Ozaki, Yukio (yōˈkēō ōzäˈkē) [key], 1859–1954, Japanese statesman, the outstanding liberal of late 19th-century and early 20th-century Japan. A newspaper editor, he helped Okuma form the Kaishinto (Progressive party) in 1881. He was a member of the Seiyukai in 1900 and its leader in 1913; he later joined (1921) the Kenseikai. Ozaki was elected to every diet from 1890 to 1952. A severe critic of the oligarchs, he fought for universal manhood suffrage, opposed Japanese militarist policy in China and Manchuria, and after 1945 urged reconstruction of Japan on a democratic basis. He was jailed during both World Wars. His strong ties to the West were symbolized by his famed gift of cherry trees to Washington, D.C., and by his many trips abroad.

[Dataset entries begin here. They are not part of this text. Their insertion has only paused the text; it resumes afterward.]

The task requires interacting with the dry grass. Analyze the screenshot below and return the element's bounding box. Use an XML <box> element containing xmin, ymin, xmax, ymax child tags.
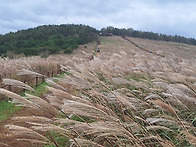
<box><xmin>0</xmin><ymin>37</ymin><xmax>196</xmax><ymax>147</ymax></box>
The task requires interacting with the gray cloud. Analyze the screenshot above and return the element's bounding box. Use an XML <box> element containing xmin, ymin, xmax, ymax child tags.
<box><xmin>0</xmin><ymin>0</ymin><xmax>196</xmax><ymax>38</ymax></box>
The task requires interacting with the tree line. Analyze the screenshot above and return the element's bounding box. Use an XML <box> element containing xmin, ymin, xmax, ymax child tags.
<box><xmin>0</xmin><ymin>24</ymin><xmax>98</xmax><ymax>56</ymax></box>
<box><xmin>100</xmin><ymin>26</ymin><xmax>196</xmax><ymax>45</ymax></box>
<box><xmin>0</xmin><ymin>24</ymin><xmax>196</xmax><ymax>56</ymax></box>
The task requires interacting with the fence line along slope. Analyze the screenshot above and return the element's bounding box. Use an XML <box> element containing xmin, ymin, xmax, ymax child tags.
<box><xmin>0</xmin><ymin>36</ymin><xmax>196</xmax><ymax>147</ymax></box>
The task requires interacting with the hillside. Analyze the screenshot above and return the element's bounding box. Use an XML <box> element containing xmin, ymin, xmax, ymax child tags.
<box><xmin>0</xmin><ymin>25</ymin><xmax>97</xmax><ymax>57</ymax></box>
<box><xmin>0</xmin><ymin>36</ymin><xmax>196</xmax><ymax>147</ymax></box>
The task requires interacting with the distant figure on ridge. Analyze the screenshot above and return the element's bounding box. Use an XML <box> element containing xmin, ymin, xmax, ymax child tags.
<box><xmin>97</xmin><ymin>47</ymin><xmax>100</xmax><ymax>53</ymax></box>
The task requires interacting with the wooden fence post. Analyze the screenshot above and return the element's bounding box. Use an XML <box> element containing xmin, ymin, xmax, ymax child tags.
<box><xmin>47</xmin><ymin>71</ymin><xmax>50</xmax><ymax>78</ymax></box>
<box><xmin>8</xmin><ymin>85</ymin><xmax>12</xmax><ymax>91</ymax></box>
<box><xmin>42</xmin><ymin>76</ymin><xmax>44</xmax><ymax>83</ymax></box>
<box><xmin>35</xmin><ymin>76</ymin><xmax>39</xmax><ymax>86</ymax></box>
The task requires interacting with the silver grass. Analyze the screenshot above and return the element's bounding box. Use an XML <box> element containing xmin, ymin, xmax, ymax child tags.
<box><xmin>17</xmin><ymin>69</ymin><xmax>44</xmax><ymax>77</ymax></box>
<box><xmin>146</xmin><ymin>118</ymin><xmax>177</xmax><ymax>126</ymax></box>
<box><xmin>12</xmin><ymin>116</ymin><xmax>52</xmax><ymax>123</ymax></box>
<box><xmin>142</xmin><ymin>109</ymin><xmax>159</xmax><ymax>116</ymax></box>
<box><xmin>144</xmin><ymin>94</ymin><xmax>163</xmax><ymax>100</ymax></box>
<box><xmin>30</xmin><ymin>122</ymin><xmax>68</xmax><ymax>134</ymax></box>
<box><xmin>2</xmin><ymin>78</ymin><xmax>34</xmax><ymax>91</ymax></box>
<box><xmin>46</xmin><ymin>87</ymin><xmax>90</xmax><ymax>104</ymax></box>
<box><xmin>46</xmin><ymin>79</ymin><xmax>67</xmax><ymax>91</ymax></box>
<box><xmin>16</xmin><ymin>138</ymin><xmax>51</xmax><ymax>145</ymax></box>
<box><xmin>61</xmin><ymin>100</ymin><xmax>116</xmax><ymax>121</ymax></box>
<box><xmin>146</xmin><ymin>126</ymin><xmax>173</xmax><ymax>132</ymax></box>
<box><xmin>5</xmin><ymin>125</ymin><xmax>49</xmax><ymax>142</ymax></box>
<box><xmin>0</xmin><ymin>88</ymin><xmax>37</xmax><ymax>108</ymax></box>
<box><xmin>0</xmin><ymin>142</ymin><xmax>9</xmax><ymax>147</ymax></box>
<box><xmin>70</xmin><ymin>138</ymin><xmax>104</xmax><ymax>147</ymax></box>
<box><xmin>114</xmin><ymin>92</ymin><xmax>136</xmax><ymax>110</ymax></box>
<box><xmin>25</xmin><ymin>93</ymin><xmax>57</xmax><ymax>114</ymax></box>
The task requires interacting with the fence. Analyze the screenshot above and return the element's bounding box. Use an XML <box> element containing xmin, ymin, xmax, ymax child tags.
<box><xmin>0</xmin><ymin>65</ymin><xmax>62</xmax><ymax>100</ymax></box>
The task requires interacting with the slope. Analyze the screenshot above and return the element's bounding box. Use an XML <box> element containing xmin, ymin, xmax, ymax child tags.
<box><xmin>0</xmin><ymin>36</ymin><xmax>196</xmax><ymax>147</ymax></box>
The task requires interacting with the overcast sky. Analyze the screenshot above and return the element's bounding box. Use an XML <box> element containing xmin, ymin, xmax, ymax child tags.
<box><xmin>0</xmin><ymin>0</ymin><xmax>196</xmax><ymax>38</ymax></box>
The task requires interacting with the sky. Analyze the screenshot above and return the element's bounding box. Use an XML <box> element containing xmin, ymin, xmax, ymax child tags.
<box><xmin>0</xmin><ymin>0</ymin><xmax>196</xmax><ymax>38</ymax></box>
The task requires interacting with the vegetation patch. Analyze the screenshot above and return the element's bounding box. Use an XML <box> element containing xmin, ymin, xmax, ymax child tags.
<box><xmin>0</xmin><ymin>98</ymin><xmax>22</xmax><ymax>122</ymax></box>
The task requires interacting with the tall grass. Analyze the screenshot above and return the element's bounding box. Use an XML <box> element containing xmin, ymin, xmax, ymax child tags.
<box><xmin>0</xmin><ymin>37</ymin><xmax>196</xmax><ymax>147</ymax></box>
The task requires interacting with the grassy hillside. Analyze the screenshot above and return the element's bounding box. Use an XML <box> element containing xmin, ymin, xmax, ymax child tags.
<box><xmin>0</xmin><ymin>37</ymin><xmax>196</xmax><ymax>147</ymax></box>
<box><xmin>0</xmin><ymin>25</ymin><xmax>97</xmax><ymax>57</ymax></box>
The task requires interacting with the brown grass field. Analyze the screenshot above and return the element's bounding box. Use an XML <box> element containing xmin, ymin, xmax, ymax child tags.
<box><xmin>0</xmin><ymin>36</ymin><xmax>196</xmax><ymax>147</ymax></box>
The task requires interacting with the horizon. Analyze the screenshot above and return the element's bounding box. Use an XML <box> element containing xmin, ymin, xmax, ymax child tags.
<box><xmin>0</xmin><ymin>0</ymin><xmax>196</xmax><ymax>38</ymax></box>
<box><xmin>0</xmin><ymin>23</ymin><xmax>196</xmax><ymax>39</ymax></box>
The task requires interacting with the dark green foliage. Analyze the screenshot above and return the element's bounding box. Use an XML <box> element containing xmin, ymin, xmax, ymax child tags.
<box><xmin>100</xmin><ymin>26</ymin><xmax>196</xmax><ymax>45</ymax></box>
<box><xmin>0</xmin><ymin>24</ymin><xmax>97</xmax><ymax>56</ymax></box>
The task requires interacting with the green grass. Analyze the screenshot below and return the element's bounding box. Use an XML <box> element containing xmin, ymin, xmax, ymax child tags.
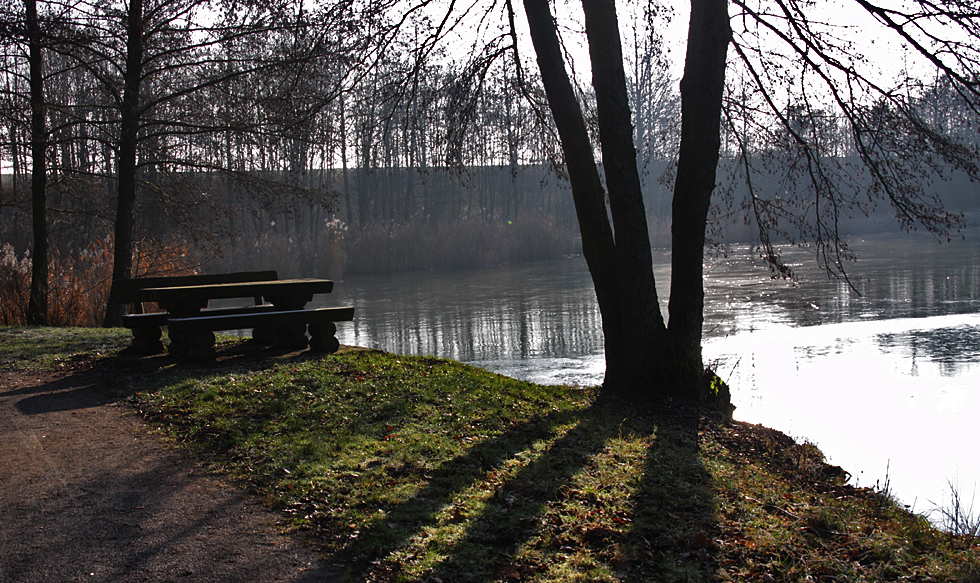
<box><xmin>0</xmin><ymin>332</ymin><xmax>980</xmax><ymax>582</ymax></box>
<box><xmin>0</xmin><ymin>326</ymin><xmax>130</xmax><ymax>371</ymax></box>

The Columbia Electronic Encyclopedia, 6th ed. Copyright © 2012, Columbia University Press. All rights reserved.

More on Yukio Ozaki from Infoplease:

  • Cherry Blossoms of Washington, D.C. - Find images and information about cherry trees in Washington, D.C., including facts about the different species, why Japan gave the trees to the United States, and much more.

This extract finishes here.